If after you have learned the basics, you decide to take up racing, then you will need to learn the rules for racing.  These rules are used internationally so  once you have learned them you can sail anywhere and know the rules. 
http://www.sailing.org/documents/racing-rules.php
http://www.ussailing.org/race-officials/rules/
http://www.bcya.com/Misc/BasicRacingRules.pdf

There are many sailing clubs and yacht clubs that sponsor races.  There are races specifically for class boats, that is boats that are all exactly alike, called one-design.  This eliminates the factor of one boat being faster than another, and the winning depends on the skill of the sailor.  These boats range from small dinghies to America's Cup boats and even boats that race around the world.   Many people start by sailing dinghies and then  progressively move up to bigger boats.

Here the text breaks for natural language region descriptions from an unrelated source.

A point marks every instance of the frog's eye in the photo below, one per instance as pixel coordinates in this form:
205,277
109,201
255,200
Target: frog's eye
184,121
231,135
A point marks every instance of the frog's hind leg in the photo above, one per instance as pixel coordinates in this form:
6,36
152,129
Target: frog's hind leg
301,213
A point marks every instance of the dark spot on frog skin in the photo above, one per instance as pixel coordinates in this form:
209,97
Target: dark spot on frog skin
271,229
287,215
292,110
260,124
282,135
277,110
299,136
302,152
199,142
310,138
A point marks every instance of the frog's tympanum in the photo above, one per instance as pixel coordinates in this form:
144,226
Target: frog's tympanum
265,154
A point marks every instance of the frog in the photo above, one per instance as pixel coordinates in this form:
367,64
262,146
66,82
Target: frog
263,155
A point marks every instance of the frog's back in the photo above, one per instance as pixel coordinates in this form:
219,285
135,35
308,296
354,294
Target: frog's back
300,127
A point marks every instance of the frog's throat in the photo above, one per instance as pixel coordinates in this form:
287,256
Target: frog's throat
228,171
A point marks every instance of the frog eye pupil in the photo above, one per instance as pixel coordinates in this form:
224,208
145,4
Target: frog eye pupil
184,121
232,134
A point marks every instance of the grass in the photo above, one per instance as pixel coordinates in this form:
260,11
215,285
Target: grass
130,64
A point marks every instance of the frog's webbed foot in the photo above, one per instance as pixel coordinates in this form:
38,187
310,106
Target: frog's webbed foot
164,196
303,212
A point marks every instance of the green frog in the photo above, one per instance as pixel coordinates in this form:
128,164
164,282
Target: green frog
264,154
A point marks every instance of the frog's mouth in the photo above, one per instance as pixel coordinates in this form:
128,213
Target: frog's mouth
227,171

International Sailing Federation: http://www.sailing.org/classes/

List Of One Design Classes:  https://www.ussailing.org/competition/small-boat-racing/

One Design Classes: http://www.sail1design.com/one-design-classes/

Other Sailing:

Of course not all sailors race.  Many like to just go out for a day sail, or a weekend cruise. Some who own bigger boats with a cabin like to go on extended cruises, from a few days to even years.  Cruising around the world is not unheard of and has been done by many amateurs.  There are also groups that like to sail and cruise together. They have events and get togethers for their members.  Then there are Yacht Clubs for those with larger boats and deeper wallets.  Or, you can do it on your own.  You do not have to belong to a club or association to go sailing or cruising.  Many people do what is called gunk holing: http://en.wikipedia.org/wiki/Gunkholing  That is, just sailing from place to place and stopping for the night or just for lunch.

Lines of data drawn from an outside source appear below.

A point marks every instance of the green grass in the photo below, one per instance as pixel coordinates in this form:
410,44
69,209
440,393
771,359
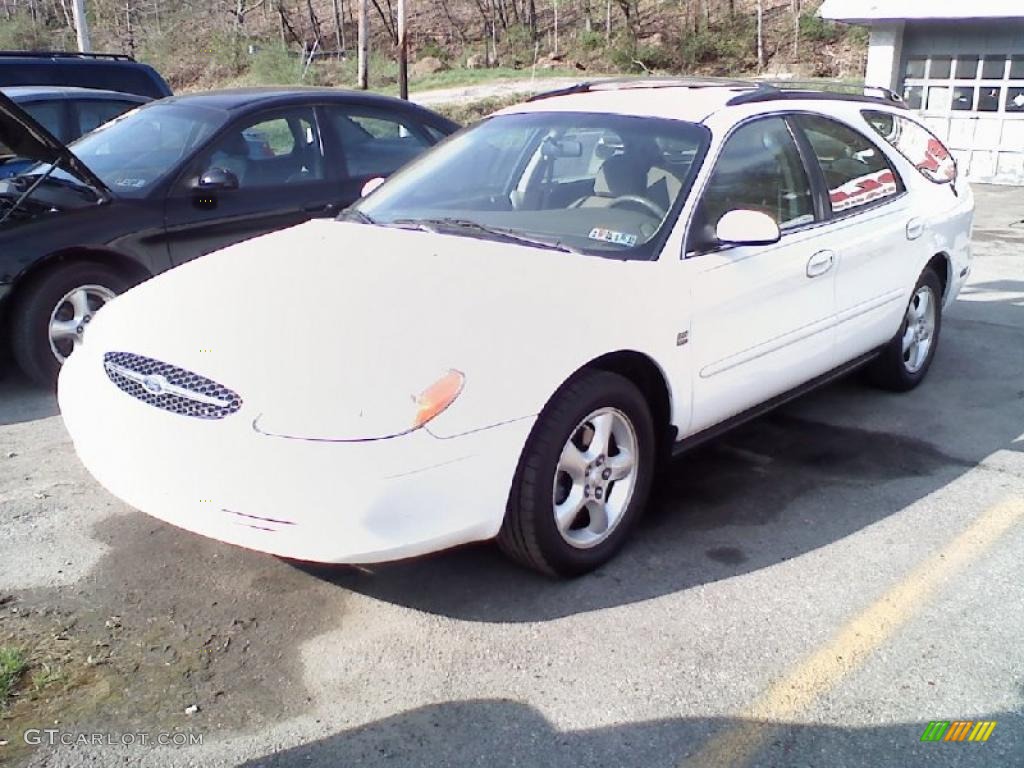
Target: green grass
12,665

The Fine Art of Gunk Holing: https://www.sailmagazine.com/cruising/the-fine-art-of-gunkholing
Pocket Cruiser Guide: http://pocketcruiserguide.com/
The Pocket Cruiser: http://www.stevproj.com/IntroPCPg1.html
Trailer Sailor:  http://www.trailersailor.com/
Seven Seas Cruising Association:  http://www.ssca.org/cgi-bin/pagegen.pl?pg=home&title=Home
Cruising Club of America: https://www.cruisingclub.org/

Once you have learned these basics you will find that sailing is fun. It is just you, the boat and the wind. No engine, no gasoline or other fuel needed. The original "green" machine.   Me, I just like to take my sailing dinghy out for an hour or two.  It is very relaxing. 

Motoring in Sailboats: 

The most important thing for sailors to remember when your sailboat is under power, you are a powerboat, and the navigation rules for powerboats apply.

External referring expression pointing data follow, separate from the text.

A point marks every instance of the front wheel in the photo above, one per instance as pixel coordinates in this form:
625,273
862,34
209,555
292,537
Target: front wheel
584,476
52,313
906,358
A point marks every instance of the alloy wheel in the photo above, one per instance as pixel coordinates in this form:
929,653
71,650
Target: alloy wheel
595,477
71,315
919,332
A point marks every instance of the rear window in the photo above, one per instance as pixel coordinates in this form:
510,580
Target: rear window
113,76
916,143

Most sailboats that are too large to paddle with an oar have an engine. Most dinghies just use a paddle when they need to move without sails or there is no wind.  But bigger heavier boats will have an engine.  On small sailboats much under 25 feet or so this will be an outboard.  Large sailboats will have an inboard engine.  Many marinas will only allow sailboats that have an engine to use their marina. There are engine manufacturers that make small inboard engines specifically for sailboats. Most of these are diesel, but there are some gas powered engines available. The Atomic 4 gasoline engine that was produced before the mid 80's  is still popular.  But being a gasoline inboard, all the same safety features and precautions that apply to motorboats should be observed.

So you need to know the navigation rules for powerboats as well as those for sailboats. This includes knowing who is the give way vessel and stand on vessel, and also the rules for running lights when motoring at night.